24 de noviembre de 2009

El monstruo

por Pedro Mairal

El otro día vi un monstruo en el subte. Lo vi cuando ya lo tenía encima. Fue el viernes del diluvio universal que dejó los autos flotando a la deriva. Me refugié del chaparrón en la estación Carranza, me subí corriendo al último vagón y ahí estaba el monstruo sentado. Tenía dos patas tocando el suelo y otras dos patitas flacas colgando hacia un costado, la respiración pesada, una mano que le salía por detrás de la nuca, se escondía y volvía a aparecer por abajo de una axila. Tenía algo de pulpo, con dos cabezas unidas por la boca. Se devoraba a sí mismo con violencia, se mordía hasta hacerse doler y con los múltiples brazos se iba palpando y explorando como si necesitara cerciorarse de que ciertas partes de su cuerpo seguían estando en su lugar.

Impresionaba lo abstraído que estaba en sí mismo, como fuera del tiempo, como soñando despierto una guerra alucinante.
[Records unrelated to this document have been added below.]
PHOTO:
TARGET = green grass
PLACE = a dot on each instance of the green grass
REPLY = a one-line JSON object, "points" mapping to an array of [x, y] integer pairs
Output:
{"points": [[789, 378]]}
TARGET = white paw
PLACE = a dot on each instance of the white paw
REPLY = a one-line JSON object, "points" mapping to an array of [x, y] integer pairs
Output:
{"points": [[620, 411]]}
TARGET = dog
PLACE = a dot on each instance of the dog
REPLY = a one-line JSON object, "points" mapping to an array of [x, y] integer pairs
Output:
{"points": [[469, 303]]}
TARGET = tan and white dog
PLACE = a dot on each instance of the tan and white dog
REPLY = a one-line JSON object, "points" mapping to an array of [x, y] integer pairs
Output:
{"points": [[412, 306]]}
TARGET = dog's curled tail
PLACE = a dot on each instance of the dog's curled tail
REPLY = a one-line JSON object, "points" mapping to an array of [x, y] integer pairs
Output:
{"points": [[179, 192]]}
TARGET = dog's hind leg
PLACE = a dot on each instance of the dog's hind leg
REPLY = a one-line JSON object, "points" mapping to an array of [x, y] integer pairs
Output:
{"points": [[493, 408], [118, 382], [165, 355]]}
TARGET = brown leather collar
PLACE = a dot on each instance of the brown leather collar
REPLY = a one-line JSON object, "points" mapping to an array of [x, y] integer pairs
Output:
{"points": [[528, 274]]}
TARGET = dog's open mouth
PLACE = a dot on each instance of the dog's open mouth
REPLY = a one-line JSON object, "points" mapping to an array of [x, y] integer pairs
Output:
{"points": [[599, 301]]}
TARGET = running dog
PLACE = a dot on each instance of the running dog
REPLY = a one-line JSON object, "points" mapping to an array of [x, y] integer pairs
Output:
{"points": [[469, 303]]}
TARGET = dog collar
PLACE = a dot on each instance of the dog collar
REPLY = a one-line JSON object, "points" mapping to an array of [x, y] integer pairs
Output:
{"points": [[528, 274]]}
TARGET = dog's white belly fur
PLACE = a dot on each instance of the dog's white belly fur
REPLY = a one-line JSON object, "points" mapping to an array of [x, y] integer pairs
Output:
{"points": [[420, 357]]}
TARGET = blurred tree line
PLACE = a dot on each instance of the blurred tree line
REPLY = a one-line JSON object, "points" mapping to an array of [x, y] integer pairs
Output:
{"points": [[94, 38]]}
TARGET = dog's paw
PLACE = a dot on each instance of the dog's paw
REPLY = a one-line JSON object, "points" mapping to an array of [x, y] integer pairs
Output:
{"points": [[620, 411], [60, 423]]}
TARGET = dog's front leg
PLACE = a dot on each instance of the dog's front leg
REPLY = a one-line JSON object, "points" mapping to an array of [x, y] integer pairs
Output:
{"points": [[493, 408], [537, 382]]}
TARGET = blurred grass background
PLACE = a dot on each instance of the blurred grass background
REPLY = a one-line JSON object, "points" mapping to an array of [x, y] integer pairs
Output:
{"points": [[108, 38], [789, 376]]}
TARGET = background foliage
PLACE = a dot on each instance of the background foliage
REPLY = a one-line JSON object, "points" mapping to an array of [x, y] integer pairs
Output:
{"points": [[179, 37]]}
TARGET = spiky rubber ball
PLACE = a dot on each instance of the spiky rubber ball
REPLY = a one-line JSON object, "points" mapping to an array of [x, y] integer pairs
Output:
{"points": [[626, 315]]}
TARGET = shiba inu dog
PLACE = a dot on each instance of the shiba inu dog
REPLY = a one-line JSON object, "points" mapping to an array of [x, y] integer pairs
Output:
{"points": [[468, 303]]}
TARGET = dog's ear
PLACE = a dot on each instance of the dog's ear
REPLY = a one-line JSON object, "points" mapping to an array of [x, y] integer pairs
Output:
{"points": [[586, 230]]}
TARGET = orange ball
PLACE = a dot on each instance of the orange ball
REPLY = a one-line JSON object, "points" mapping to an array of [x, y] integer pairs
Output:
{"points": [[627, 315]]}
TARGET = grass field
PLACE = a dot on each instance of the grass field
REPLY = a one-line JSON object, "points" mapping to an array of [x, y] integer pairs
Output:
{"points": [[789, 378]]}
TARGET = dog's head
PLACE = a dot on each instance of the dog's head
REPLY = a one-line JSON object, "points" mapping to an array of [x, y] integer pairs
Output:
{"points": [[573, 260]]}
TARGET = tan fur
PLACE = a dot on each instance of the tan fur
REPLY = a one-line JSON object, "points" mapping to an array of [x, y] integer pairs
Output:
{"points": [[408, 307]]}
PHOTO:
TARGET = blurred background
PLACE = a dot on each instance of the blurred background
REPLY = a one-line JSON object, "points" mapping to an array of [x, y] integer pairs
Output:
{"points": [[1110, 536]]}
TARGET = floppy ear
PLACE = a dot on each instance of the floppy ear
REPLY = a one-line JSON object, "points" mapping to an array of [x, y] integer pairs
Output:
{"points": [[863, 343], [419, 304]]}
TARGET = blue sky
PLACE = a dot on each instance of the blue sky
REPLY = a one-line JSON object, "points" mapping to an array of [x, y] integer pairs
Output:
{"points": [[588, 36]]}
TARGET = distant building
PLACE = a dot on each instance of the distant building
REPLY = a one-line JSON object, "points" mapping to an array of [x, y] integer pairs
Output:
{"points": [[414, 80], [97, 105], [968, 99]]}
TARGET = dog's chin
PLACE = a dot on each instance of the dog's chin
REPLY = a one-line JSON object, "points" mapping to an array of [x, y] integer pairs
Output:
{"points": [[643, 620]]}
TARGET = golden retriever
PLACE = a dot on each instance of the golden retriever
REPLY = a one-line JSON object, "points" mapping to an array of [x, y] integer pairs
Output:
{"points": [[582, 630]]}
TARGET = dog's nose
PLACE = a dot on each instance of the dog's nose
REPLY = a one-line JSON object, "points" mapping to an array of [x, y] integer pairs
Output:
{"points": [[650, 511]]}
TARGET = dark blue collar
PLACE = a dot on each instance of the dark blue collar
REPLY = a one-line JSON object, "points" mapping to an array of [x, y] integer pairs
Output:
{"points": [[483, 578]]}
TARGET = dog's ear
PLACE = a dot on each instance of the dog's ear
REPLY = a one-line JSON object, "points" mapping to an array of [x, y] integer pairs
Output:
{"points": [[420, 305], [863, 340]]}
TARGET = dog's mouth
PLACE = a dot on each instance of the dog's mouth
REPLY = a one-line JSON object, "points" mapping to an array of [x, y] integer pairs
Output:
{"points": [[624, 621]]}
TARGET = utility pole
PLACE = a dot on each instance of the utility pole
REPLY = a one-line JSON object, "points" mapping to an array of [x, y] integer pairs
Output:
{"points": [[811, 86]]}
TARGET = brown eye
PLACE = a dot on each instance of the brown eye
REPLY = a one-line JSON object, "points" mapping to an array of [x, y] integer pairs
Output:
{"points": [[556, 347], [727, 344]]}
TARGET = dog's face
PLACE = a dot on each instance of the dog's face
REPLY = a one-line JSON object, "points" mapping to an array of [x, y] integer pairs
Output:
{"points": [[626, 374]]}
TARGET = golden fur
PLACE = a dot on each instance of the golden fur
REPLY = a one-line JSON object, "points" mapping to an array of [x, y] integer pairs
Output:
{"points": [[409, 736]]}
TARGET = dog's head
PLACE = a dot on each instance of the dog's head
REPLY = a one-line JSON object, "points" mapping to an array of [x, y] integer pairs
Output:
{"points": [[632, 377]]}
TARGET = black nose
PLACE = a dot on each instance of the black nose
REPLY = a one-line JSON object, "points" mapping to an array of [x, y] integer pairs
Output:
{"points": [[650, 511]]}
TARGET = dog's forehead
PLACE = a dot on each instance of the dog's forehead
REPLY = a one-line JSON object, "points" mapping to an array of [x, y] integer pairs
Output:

Estaba empapado, se ve que lo había agarrado la lluvia y no le importaba nada. El vagón se fue llenando cada vez más, nos aglomeramos alrededor del monstruo, impresionados pero disimulando para no mirarlo tanto. Afuera, arriba, caía medio metro de agua en dos minutos, se desentubaba el Arroyo Maldonado, el Gobierno porteño preparaba los comunicados de disculpas, se iba a acabar el mundo, era el fin, y el monstruo entraba delirando en el Apocalipsis, entre suspiros, susurrándose palabras asesinas y calientes, indiferente a la música del acordeonista ciego, sin percatarse de la nena valiente que le dejó una estampita de San Cayetano en una de sus cuatro rodillas ni de la señora de pelo naranja que lo miraba indignada.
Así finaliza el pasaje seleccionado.